According to analyst Chris Weston, head of research at Australian online broker Pepperstone, the drop in Japan’s Nikkei 225 came off the back of “significant liquidation of margin positions.”
“The implied volatility in the NY225 sits at an incredible 70%—well above levels seen in 2020, and while our opening call for the Nikkei 225 suggests an open some 6% higher, this level of implied volatility almost guarantees fireworks in the price action,” he said.
“After such a furious shake-out of leveraged positioning, with Japanese banks absolutely taken to the cleaners, it will take the bravest of investors to buy into these names with any conviction.”

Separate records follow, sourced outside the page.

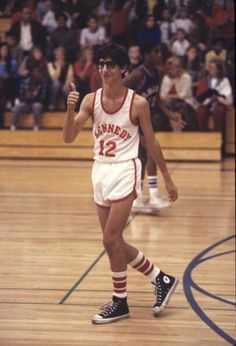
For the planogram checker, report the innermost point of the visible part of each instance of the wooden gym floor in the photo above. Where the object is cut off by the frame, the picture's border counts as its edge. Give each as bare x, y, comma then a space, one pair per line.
54, 274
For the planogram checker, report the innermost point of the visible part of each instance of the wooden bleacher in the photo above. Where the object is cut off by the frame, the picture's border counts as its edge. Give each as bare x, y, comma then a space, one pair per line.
48, 144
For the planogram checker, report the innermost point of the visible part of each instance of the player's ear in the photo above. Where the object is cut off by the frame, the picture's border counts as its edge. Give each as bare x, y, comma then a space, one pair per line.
123, 70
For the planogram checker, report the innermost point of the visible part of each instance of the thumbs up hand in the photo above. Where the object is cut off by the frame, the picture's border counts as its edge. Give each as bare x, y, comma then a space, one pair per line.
73, 97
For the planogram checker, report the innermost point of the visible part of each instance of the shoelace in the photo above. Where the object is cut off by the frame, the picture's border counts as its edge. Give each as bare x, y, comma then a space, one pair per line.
106, 305
109, 309
158, 291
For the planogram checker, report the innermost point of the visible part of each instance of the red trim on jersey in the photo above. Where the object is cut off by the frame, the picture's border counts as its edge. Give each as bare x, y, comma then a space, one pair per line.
118, 107
130, 109
101, 206
134, 188
94, 99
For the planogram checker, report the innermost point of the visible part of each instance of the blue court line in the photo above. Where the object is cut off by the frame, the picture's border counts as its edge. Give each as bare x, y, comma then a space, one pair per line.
188, 285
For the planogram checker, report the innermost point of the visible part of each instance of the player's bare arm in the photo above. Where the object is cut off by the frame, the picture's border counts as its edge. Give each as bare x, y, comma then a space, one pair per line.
141, 114
134, 79
74, 124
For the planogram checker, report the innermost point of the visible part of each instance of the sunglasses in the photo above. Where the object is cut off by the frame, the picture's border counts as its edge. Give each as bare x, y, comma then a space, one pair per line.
109, 64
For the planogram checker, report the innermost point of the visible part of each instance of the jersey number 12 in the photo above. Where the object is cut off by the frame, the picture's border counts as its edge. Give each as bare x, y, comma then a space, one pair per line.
107, 148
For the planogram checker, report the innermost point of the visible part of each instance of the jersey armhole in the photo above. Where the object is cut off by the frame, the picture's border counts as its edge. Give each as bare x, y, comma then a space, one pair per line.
93, 106
130, 109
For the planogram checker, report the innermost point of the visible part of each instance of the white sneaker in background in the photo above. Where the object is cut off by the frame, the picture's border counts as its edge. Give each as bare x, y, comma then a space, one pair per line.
158, 201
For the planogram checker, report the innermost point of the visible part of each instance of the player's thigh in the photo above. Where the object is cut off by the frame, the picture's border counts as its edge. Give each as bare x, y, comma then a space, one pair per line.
103, 213
118, 216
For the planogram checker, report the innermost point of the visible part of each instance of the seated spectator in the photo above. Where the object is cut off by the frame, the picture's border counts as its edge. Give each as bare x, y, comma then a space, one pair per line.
35, 59
180, 45
167, 27
150, 33
63, 37
15, 50
8, 75
94, 35
135, 57
61, 74
215, 95
183, 21
83, 70
161, 5
32, 97
176, 93
43, 6
28, 32
193, 66
217, 52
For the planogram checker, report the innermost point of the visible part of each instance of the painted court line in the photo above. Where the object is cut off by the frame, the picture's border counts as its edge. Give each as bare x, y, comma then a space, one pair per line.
86, 195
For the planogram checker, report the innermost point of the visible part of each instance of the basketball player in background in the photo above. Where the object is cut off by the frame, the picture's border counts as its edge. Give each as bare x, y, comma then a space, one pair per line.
145, 80
116, 112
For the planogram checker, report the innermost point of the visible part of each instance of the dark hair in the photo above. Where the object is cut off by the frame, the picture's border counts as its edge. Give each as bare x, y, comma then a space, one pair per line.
220, 67
115, 52
148, 47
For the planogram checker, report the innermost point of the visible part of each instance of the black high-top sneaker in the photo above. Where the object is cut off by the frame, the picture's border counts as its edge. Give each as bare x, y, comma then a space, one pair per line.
164, 286
116, 310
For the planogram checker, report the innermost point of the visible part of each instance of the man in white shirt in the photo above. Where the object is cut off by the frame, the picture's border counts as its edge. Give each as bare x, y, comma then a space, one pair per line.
93, 35
180, 45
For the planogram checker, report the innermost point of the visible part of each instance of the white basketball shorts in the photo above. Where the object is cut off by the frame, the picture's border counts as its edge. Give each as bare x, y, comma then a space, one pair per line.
113, 182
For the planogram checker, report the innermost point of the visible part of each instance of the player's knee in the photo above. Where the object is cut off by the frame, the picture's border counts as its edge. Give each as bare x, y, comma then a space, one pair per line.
111, 243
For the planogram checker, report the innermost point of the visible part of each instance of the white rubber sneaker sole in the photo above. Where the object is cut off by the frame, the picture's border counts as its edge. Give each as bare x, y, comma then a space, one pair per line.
99, 320
158, 309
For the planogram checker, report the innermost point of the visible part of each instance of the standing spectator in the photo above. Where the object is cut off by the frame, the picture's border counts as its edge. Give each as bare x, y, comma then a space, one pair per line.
119, 21
183, 21
63, 37
60, 73
176, 93
83, 69
215, 95
193, 66
150, 33
94, 35
8, 75
32, 98
145, 80
8, 78
28, 32
181, 44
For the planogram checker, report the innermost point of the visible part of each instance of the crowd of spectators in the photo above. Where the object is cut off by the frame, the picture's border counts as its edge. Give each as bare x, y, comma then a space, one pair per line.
52, 42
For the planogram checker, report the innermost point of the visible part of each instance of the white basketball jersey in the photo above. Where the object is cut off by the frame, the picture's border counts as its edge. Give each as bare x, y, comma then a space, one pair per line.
116, 137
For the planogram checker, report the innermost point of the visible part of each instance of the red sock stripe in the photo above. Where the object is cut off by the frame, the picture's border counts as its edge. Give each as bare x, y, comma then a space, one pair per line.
150, 270
145, 266
119, 284
119, 279
140, 262
121, 290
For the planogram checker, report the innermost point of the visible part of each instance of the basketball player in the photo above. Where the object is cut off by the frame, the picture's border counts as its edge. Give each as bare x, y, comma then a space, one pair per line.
145, 80
116, 112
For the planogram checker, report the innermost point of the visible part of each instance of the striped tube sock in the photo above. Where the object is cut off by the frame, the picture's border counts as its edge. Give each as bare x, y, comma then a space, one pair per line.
152, 184
144, 266
119, 284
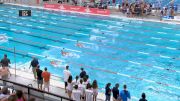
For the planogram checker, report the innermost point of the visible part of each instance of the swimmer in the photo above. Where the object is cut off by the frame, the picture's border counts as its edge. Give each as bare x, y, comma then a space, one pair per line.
3, 37
55, 63
80, 45
63, 53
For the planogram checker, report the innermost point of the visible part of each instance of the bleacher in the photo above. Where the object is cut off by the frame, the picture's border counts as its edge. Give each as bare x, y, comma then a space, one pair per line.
30, 92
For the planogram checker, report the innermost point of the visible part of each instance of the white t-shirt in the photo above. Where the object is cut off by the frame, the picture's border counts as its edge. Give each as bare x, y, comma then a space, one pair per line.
75, 82
76, 95
89, 95
81, 87
70, 86
67, 73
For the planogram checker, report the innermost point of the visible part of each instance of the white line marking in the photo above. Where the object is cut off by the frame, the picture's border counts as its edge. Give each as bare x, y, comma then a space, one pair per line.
29, 25
25, 32
167, 28
44, 17
64, 19
156, 38
41, 27
23, 18
174, 40
53, 18
124, 75
36, 54
54, 46
143, 53
69, 39
32, 20
81, 34
106, 31
101, 24
42, 21
158, 67
149, 81
65, 48
135, 62
53, 23
13, 29
5, 15
14, 17
164, 56
171, 48
9, 22
162, 33
151, 45
3, 27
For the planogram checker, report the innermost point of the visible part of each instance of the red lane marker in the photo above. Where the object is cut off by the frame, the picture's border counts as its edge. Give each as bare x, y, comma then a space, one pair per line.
148, 65
162, 84
137, 78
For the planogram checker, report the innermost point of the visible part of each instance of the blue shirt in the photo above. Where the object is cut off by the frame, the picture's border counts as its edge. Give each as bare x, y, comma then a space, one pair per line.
125, 95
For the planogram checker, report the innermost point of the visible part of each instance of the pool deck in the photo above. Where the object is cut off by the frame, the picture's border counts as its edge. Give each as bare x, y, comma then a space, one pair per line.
26, 77
57, 86
116, 14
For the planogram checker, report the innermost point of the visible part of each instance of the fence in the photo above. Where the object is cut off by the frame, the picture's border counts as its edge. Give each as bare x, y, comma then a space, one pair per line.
33, 92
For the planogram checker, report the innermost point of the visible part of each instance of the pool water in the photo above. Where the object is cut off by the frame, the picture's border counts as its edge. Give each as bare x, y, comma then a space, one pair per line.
143, 55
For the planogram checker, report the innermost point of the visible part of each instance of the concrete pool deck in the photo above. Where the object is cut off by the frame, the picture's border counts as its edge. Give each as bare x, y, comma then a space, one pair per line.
56, 84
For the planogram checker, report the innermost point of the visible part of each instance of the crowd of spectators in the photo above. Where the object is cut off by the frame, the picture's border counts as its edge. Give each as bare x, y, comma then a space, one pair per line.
80, 89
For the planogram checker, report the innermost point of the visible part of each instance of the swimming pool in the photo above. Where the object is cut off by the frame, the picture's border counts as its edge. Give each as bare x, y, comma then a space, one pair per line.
143, 55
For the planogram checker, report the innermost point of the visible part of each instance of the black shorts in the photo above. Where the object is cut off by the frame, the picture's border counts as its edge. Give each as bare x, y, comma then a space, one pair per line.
65, 84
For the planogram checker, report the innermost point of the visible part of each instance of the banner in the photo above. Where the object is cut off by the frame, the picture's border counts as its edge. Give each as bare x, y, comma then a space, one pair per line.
77, 9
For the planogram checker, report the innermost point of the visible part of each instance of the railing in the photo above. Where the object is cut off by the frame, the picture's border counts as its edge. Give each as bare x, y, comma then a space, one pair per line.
30, 91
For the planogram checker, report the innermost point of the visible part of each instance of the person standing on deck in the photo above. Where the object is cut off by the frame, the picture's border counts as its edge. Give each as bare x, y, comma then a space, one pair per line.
34, 64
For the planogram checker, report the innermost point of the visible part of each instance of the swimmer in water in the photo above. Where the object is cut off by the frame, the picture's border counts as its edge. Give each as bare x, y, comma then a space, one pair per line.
3, 37
64, 53
54, 63
78, 44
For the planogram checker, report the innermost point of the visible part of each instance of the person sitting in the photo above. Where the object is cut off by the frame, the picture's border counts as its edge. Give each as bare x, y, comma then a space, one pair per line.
20, 96
4, 94
76, 93
78, 44
64, 53
125, 94
143, 97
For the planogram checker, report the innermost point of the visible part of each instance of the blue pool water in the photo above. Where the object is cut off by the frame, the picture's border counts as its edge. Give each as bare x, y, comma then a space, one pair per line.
143, 55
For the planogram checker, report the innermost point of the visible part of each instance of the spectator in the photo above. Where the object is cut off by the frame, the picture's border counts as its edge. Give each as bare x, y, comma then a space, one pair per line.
76, 94
34, 64
69, 86
83, 73
39, 77
143, 97
4, 94
125, 95
46, 76
67, 73
76, 80
5, 61
20, 96
108, 92
11, 98
88, 93
115, 92
4, 72
95, 90
32, 99
81, 87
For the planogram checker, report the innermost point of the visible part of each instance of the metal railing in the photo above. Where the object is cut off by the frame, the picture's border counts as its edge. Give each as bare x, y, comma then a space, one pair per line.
30, 91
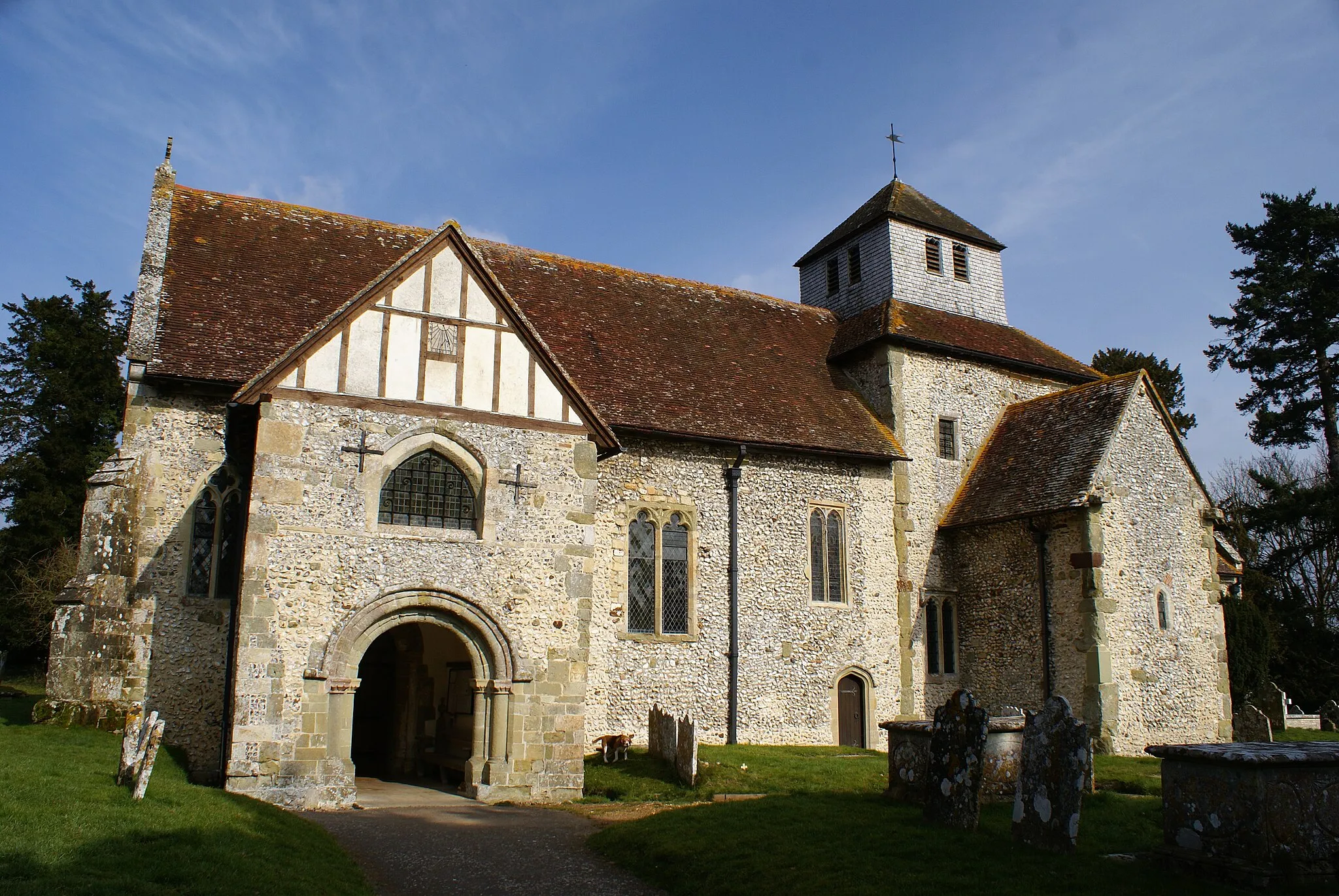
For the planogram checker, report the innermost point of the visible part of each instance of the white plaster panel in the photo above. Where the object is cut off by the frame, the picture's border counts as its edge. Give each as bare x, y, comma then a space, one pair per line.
410, 293
548, 399
323, 366
402, 357
515, 393
479, 369
479, 306
447, 284
364, 371
439, 382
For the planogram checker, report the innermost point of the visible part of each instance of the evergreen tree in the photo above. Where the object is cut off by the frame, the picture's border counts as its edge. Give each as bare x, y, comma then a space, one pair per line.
1170, 386
61, 409
1285, 326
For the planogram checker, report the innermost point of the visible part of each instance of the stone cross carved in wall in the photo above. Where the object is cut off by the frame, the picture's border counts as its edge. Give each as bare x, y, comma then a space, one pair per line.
517, 484
362, 450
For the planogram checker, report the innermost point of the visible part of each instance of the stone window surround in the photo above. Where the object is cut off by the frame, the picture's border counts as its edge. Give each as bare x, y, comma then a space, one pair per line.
871, 702
659, 513
845, 603
185, 531
958, 437
402, 448
940, 596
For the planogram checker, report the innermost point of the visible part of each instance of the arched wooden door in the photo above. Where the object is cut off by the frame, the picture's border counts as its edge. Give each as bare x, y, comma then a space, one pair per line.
851, 712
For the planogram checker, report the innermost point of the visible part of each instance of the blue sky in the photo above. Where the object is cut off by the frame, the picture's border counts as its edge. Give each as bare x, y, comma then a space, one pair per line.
1105, 144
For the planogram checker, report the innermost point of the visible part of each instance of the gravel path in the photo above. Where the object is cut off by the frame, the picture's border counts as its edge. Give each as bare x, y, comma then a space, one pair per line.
448, 844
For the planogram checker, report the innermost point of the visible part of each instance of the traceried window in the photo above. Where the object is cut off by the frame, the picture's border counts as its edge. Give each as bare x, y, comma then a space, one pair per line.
934, 256
659, 575
949, 439
826, 555
1164, 611
216, 537
428, 491
940, 638
959, 261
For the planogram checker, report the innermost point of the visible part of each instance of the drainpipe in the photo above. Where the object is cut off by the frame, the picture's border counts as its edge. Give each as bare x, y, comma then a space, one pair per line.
733, 474
1040, 536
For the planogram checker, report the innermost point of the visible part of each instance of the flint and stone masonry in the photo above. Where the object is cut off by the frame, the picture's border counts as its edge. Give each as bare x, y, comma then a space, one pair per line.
528, 611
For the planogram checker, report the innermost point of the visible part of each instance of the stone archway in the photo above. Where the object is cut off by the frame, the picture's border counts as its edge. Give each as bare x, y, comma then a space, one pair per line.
490, 655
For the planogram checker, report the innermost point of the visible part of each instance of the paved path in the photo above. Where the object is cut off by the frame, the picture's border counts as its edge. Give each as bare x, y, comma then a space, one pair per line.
416, 840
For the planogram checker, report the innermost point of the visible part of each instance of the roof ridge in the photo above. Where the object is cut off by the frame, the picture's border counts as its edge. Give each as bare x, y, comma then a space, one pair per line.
407, 228
663, 278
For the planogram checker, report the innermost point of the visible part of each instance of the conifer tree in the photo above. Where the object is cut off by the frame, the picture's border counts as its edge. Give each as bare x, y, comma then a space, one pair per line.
1285, 326
61, 409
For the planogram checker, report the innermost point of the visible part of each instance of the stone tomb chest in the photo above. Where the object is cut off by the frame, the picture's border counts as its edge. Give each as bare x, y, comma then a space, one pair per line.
1253, 813
908, 758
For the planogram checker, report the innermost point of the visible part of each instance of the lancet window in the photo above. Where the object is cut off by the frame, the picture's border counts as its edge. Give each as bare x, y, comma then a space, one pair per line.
428, 491
216, 537
659, 575
826, 555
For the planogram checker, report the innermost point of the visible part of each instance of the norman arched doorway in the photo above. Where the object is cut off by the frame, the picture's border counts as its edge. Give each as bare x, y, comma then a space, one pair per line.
465, 646
414, 708
851, 712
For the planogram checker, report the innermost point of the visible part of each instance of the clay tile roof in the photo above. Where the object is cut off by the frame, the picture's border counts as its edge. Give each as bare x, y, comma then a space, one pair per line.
903, 203
1042, 454
667, 356
931, 329
245, 279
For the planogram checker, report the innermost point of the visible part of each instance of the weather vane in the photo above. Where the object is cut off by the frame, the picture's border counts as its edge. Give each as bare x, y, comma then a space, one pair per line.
895, 139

Japan’s banking stocks led the Aug. 5 rout. Other Japanese companies, such as Honda Motor Co., dropped by 13.4 percent, while Mitsubishi UFJ Financial Group fell by 18.4 percent, and Tokyo Electron plunged by 15.8 percent.
The crypto market clocked its largest three-day sell-off in almost a year, losing nearly $510 billion from its total market capitalization, or a 15.9 percent decline in the global crypto market cap. The S&P 500, an index tracking the performance of the 500 largest companies listed on stock exchanges in the United States, also dropped 3 percent for its worst day in nearly two years, while the Nasdaq stock exchange in New York slid 3.4 percent.
Finance Minister of Japan Shunichi Suzuki told reporters on Aug. 5 that the government was watching the market but said it’s “hard to say” what was behind the huge plunge in the Nikkei 225.
Stephen Dover, chief market strategist and head of Franklin Templeton Institute at Franklin Templeton, said that in his view, the collapse was a “reminder that it is next-to-impossible to diversify equity risk by region (or by sector or style) during major corrections or bear markets.”
He also cautioned that while “opportunity will arise,” in his view, it’s “premature to step in at this point.”